Automating analyses with make

Author

Affiliation

Kyle Niemeyer

Oregon State University

Published

February 26, 2025

Automating analyses using make

Automated analyses?

What if analysis depends on many files?
Need to redo analysis with new data?
What if analysis has several steps in a particular order?

Build manager: make

Tools like “Make” were developed to help compile complex software, but can also be used to automate any workflow.

How does Make work?

Each time the operating system creates, reads, or changes a file, it updates a timestamp on the file. Make compares these timestamps.
User describes which files depend on each other by writing rules in a Makefile.
Rules tell Make how to update an out-of-date file.
When running Make, it checks all the rules and runs the commands needed to update those that are out of date. If transitive dependencies, then Make traces through to run rules in the right order.

Update single file

Makefile

# regenerate results
results/moby_dick.csv : data/moby_dick.txt 
    python src/countwords.py \
    data/moby_dick.txt > results/moby_dick.csv

# indicates a comment
2nd and 3rd lines: build rule, using format target : prerequisite
backslash (\) splits line
recipe consists of 1+ shell commands, prefixed by single tab character (no spaces)

Run using command make

What happens?

If results/moby_dick.csv doesn’t exist, Make runs recipe to create it
If data/moby_dick.txt is newer than results/moby_dick.csv, Make runs recipe to update it
If results/moby_dick.csv is newer than its prerequisite, nothing happens

Managing multiple files

Makefile

# regenerate results for "Moby Dick"
results/moby_dick.csv : data/moby_dick.txt 
    python src/countwords.py data/moby_dick.txt > results/moby_dick.csv

# regenerate results for "Jane Eyre"
results/jane_eyre.csv : data/jane_eyre.txt 
    python src/countwords.py data/jane_eyre.txt > results/jane_eyre.csv

What happens?

By default, Make only attempts to update the first target (default target)
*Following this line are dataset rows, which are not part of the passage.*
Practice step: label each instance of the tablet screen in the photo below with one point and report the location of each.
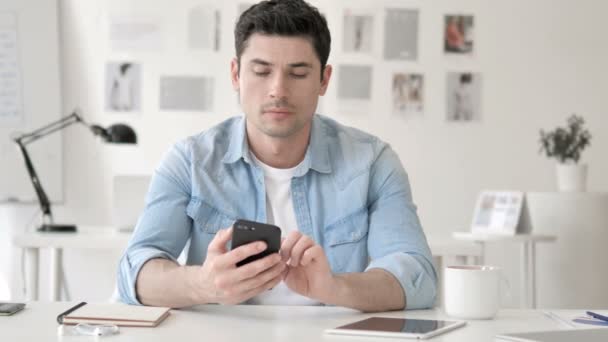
(397, 325)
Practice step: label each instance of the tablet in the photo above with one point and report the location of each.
(396, 327)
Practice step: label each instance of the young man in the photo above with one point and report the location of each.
(341, 197)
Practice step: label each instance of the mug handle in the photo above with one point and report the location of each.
(505, 289)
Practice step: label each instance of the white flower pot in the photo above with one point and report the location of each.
(571, 177)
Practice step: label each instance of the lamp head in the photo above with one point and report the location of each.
(116, 134)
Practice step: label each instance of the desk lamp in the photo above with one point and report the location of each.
(116, 134)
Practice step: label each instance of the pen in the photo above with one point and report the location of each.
(598, 316)
(69, 311)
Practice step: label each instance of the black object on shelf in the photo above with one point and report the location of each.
(116, 134)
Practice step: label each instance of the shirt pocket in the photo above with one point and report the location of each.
(206, 218)
(346, 242)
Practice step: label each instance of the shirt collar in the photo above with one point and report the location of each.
(316, 157)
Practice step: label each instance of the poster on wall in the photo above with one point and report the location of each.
(204, 28)
(458, 34)
(497, 212)
(354, 82)
(186, 93)
(123, 87)
(358, 31)
(463, 97)
(354, 88)
(401, 34)
(408, 94)
(134, 33)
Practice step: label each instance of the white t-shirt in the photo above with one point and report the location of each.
(279, 211)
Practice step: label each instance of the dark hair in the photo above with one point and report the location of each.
(284, 18)
(124, 67)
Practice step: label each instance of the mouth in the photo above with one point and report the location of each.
(277, 111)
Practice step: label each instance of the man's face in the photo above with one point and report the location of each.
(279, 83)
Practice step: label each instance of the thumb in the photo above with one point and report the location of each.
(218, 244)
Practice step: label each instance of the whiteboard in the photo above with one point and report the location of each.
(29, 97)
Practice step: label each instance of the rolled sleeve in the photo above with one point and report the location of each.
(396, 242)
(129, 268)
(417, 281)
(164, 227)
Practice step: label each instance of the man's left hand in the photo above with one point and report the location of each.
(308, 272)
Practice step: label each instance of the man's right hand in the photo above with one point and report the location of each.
(219, 280)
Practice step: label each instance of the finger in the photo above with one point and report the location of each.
(297, 251)
(262, 288)
(241, 253)
(311, 254)
(255, 268)
(218, 244)
(262, 278)
(288, 244)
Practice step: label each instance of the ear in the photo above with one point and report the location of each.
(234, 73)
(325, 80)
Could specify target directly: make results/jane_eyre.csv

Better, create “phony target” and place at top: all

# regenerate all results
all : results/moby_dick.csv results/jane_eyre.csv

...

Then type make all

Other phony target: `clean`

By convention a clean target provides rules to remove results/generated outputs

# remove all generated files
clean : 
    rm -rf results/*.csv

Then type make clean. Safer than manually typing!
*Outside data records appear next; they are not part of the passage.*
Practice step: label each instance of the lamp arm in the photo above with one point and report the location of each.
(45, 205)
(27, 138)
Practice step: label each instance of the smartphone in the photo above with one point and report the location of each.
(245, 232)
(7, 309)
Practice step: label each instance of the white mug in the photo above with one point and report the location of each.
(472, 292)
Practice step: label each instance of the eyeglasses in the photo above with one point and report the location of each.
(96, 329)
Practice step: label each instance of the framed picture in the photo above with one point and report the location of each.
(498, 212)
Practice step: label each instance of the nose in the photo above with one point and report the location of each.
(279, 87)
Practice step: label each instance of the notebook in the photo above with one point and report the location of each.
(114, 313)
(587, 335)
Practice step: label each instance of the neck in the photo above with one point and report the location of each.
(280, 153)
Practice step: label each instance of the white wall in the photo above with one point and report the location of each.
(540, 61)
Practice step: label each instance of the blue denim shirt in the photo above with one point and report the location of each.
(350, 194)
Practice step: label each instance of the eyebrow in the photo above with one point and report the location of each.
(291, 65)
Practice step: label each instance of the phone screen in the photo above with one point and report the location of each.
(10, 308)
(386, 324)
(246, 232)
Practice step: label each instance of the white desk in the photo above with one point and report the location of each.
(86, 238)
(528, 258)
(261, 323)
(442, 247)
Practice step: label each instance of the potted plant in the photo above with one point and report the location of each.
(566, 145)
Problem if file/directory named clean. Avoid this by explicitly telling phony targets at top of file:

.PHONY : all clean

Add programs to prerequisites

The results also depend on the programs used to generate them, so add to prerequisites:

# regenerate results for "Moby Dick"
results/moby_dick.csv : data/moby_dick.txt src/countwords.py
    python src/countwords.py data/moby_dick.txt > results/moby_dick.csv

# regenerate results for "Jane Eyre"
results/jane_eyre.csv : data/jane_eyre.txt src/countwords.py
    python src/countwords.py data/jane_eyre.txt > results/jane_eyre.csv

Reducing repetition: variables

Makefile

.PHONY : all clean

COUNT=src/countwords.py 
RUN_COUNT=python $(COUNT)

# regenerate all results
all : results/moby_dick.csv results/jane_eyre.csv

# regenerate results for "Moby Dick"
results/moby_dick.csv : data/moby_dick.txt $(COUNT)
    $(RUN_COUNT) data/moby_dick.txt > results/moby_dick.csv

# regenerate results for "Jane Eyre"
results/jane_eyre.csv : data/jane_eyre.txt $(COUNT)
    $(RUN_COUNT) data/jane_eyre.txt > results/jane_eyre.csv

# remove all generated files
clean :
    rm -f results/*.csv

Automatic variables

Automatic variable for target of the rule: $@

# regenerate results for "Moby Dick"
results/moby_dick.csv : data/moby_dick.txt $(COUNT)
    $(RUN_COUNT) data/moby_dick.txt > $@

The first prerequisite of the rule: $<

# regenerate results for "Moby Dick"
results/moby_dick.csv : data/moby_dick.txt $(COUNT)
    $(RUN_COUNT) $< > $@

Also: all prerequisites of the rule: $^

Generic rules

Create pattern rule using wildcard: %

results/%.csv : data/%.txt $(COUNT)
    $(RUN_COUNT) $< > $@

So full Makefile is:

Makefile

.PHONY : all clean 

COUNT=src/countwords.py 
RUN_COUNT=python $(COUNT)

# regenerate all results
all : results/moby_dick.csv results/jane_eyre.csv \
  results/time_machine.csv

# regenerate results for any book
results/%.csv : data/%.txt $(COUNT)
    $(RUN_COUNT) $< > $@

# remove all generated files
clean :
    rm -f results/*.csv

Define sets of files

Use variable to list all results files present:

RESULTS=results/*.csv
all : $(RESULTS)

But, only works if results already exist. Instead, use list of files data/ directory.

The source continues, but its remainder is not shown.